Konjunktur im Handel Herbst 2025

Handel: Keine Besserung in Sicht

An der Situation des Handels insgesamt hat sich seit dem Frühjahr nicht viel geändert. Während die Geschäfte im Großhandel auf geringem Niveau etwas besser laufen, ist im Einzelhandel die Unzufriedenheit weiter gestiegen.
Die Verunsicherung der Kundschaft verharrt aufgrund der regelmäßig durch die Presse gehenden Meldungen über Entlassungen bei Großunternehmen, steigende Energiepreise und zunehmende Sozialabgaben auf hohem Niveau. Vier von fünf Einzelhändlern melden ein zurückhaltendes Kaufverhalten. Sechs von zehn Betrieben haben Umsatzrückgänge hinnehmen müssen. Die Hälfte der Einzelhandelsunternehmen bewertet ihre Ertragssituation als schlecht.
Anzeichen für eine Besserung in den nächsten zwölf Monaten sieht nur jeder sechste Einzelhandel, 30 Prozent blicken dagegen skeptisch nach vorn. Die Investitions- und Beschäftigungspläne bleiben somit von Zurückhaltung geprägt.
Auch der Großhandel hatte bislang mit einer geringen Nachfrage und sinkenden Erlösen und schrumpfenden Erträgen zu kämpfen. Die aktuell eingehenden Bestellungen deuten jedoch darauf hin, dass sich die Nachfrage in den nächsten Monaten stabilisieren und der Umsatzschwund nicht weiter fortsetzen dürften.

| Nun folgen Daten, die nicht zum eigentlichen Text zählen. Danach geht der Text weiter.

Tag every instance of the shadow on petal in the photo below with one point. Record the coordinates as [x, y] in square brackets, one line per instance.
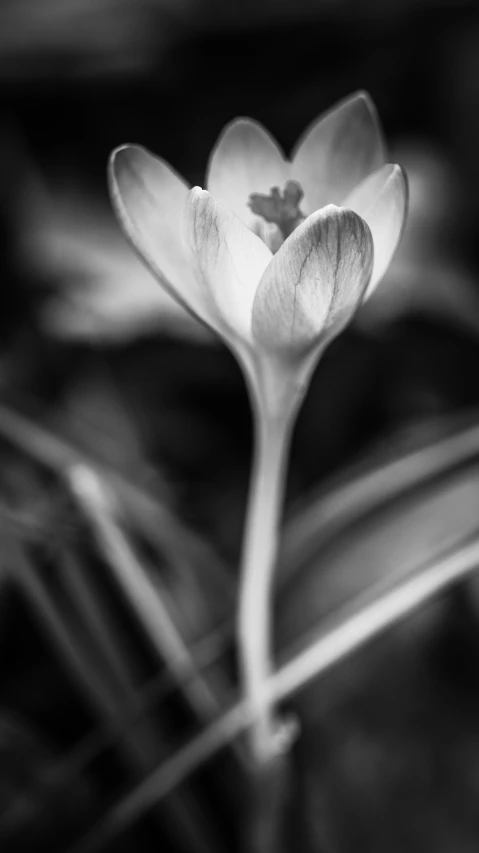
[382, 201]
[314, 283]
[341, 148]
[245, 160]
[230, 258]
[148, 198]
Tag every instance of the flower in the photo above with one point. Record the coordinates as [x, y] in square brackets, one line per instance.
[276, 255]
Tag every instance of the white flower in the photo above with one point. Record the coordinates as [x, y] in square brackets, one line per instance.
[334, 212]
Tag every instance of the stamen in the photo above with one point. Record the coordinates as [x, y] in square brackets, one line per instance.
[280, 208]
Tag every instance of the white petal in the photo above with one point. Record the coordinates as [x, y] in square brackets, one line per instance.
[149, 198]
[245, 160]
[314, 283]
[338, 151]
[230, 258]
[381, 200]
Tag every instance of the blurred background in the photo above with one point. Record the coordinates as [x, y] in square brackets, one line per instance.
[125, 432]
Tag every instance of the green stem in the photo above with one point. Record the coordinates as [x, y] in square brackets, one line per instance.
[272, 439]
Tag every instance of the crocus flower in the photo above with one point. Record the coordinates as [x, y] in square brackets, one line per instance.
[276, 255]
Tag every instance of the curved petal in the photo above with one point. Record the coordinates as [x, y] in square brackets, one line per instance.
[382, 200]
[245, 160]
[338, 151]
[230, 258]
[314, 283]
[148, 198]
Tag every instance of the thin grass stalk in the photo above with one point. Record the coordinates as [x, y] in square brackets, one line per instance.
[323, 653]
[94, 501]
[139, 744]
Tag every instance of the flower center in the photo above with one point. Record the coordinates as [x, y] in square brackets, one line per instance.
[280, 208]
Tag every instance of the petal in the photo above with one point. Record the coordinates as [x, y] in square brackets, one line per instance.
[382, 200]
[338, 151]
[314, 283]
[148, 198]
[230, 258]
[245, 160]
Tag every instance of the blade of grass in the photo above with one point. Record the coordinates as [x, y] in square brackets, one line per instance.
[95, 503]
[327, 650]
[320, 516]
[139, 743]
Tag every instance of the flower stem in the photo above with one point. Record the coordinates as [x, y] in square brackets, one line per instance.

Entsprechend hat sich die Stimmung im Großhandel aufgehellt. Wenn auch kein Aufschwung, ist zumindest eine Konsolidierung auf eher geringem Niveau in Sicht. Sorgen bereitet den meisten Betrieben die Inlandsnachfrage sowie steigende Arbeitskosten. So halten sich die meisten Händler mit Investitionen und Neueinstellungen zurück.